Since this is your first project as a data analyst you have been provided some tips and considerations for getting started:
When approaching a research question it is important to use univariate, bivariate, and multivariate analysis (depending on the problem) to get a better understanding of your data and also identify any potential problems.
How might the distribution of your variables impact your conclusions? Outliers? Weird values? Imbalanced classes?
How might coord_fixed() and geom_abline() improve a graphic?
Feel free to be creative! It is your job to answer this question and interpret conclusions in the most appropriate ways you see fit.
ggplot(tinder_data, aes(x = messages_sent, y = messages_received)) +geom_point(alpha =0.5) +geom_smooth(method=lm, linetype ="dashed") +labs(title ="Relationship between Messages Sent and Messages Received",x ="Messages Sent",y ="Messages Received")
ggsave("plots/messages_relationship.png")
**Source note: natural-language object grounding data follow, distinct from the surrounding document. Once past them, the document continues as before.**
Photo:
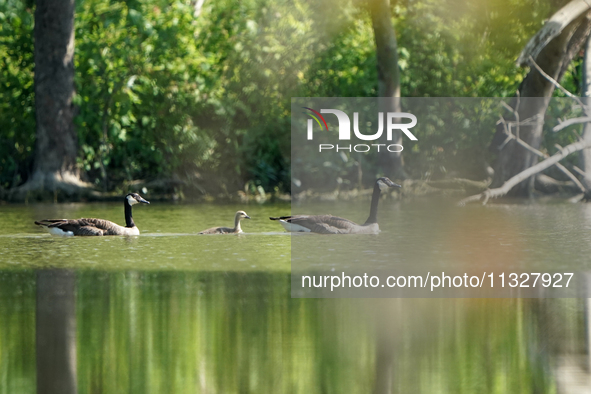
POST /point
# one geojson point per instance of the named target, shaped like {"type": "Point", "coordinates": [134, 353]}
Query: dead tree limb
{"type": "Point", "coordinates": [570, 122]}
{"type": "Point", "coordinates": [533, 170]}
{"type": "Point", "coordinates": [553, 27]}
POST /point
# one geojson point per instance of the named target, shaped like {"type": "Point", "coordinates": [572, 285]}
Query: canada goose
{"type": "Point", "coordinates": [328, 224]}
{"type": "Point", "coordinates": [69, 227]}
{"type": "Point", "coordinates": [227, 230]}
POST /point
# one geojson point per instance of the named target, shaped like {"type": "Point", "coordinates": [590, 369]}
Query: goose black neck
{"type": "Point", "coordinates": [237, 223]}
{"type": "Point", "coordinates": [373, 212]}
{"type": "Point", "coordinates": [128, 218]}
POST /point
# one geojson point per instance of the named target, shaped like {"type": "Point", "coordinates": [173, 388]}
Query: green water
{"type": "Point", "coordinates": [174, 312]}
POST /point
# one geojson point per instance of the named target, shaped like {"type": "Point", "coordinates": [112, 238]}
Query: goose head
{"type": "Point", "coordinates": [134, 198]}
{"type": "Point", "coordinates": [242, 215]}
{"type": "Point", "coordinates": [385, 183]}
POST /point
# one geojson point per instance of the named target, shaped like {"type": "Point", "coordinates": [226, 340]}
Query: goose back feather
{"type": "Point", "coordinates": [95, 227]}
{"type": "Point", "coordinates": [228, 230]}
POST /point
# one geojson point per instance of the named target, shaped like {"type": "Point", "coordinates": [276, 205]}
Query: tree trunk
{"type": "Point", "coordinates": [56, 145]}
{"type": "Point", "coordinates": [554, 59]}
{"type": "Point", "coordinates": [56, 332]}
{"type": "Point", "coordinates": [388, 77]}
{"type": "Point", "coordinates": [585, 154]}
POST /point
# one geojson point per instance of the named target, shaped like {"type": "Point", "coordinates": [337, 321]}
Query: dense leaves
{"type": "Point", "coordinates": [202, 96]}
ggplot(tinder_data, aes(x = messages_sent, y = messages_received)) +geom_point(alpha =0.5) +geom_smooth(method=lm, linetype ="dashed") +facet_grid(.~user_gender) +labs(title ="Relationship between Messages Sent and Messages Received By Gender",x ="Messages Sent",y ="Messages Received")
Based on the analysis of Tinder user data, we observed a positive relationship between messages sent and messages received. Both male and female users generally tend to receive more messages as they send more messages. However, there are instances of outliers in both the messages sent and received, indicating potential variations in user engagement. Further analysis is needed to explore these variations in detail and derive actionable insights to enhance user experiences on the platform.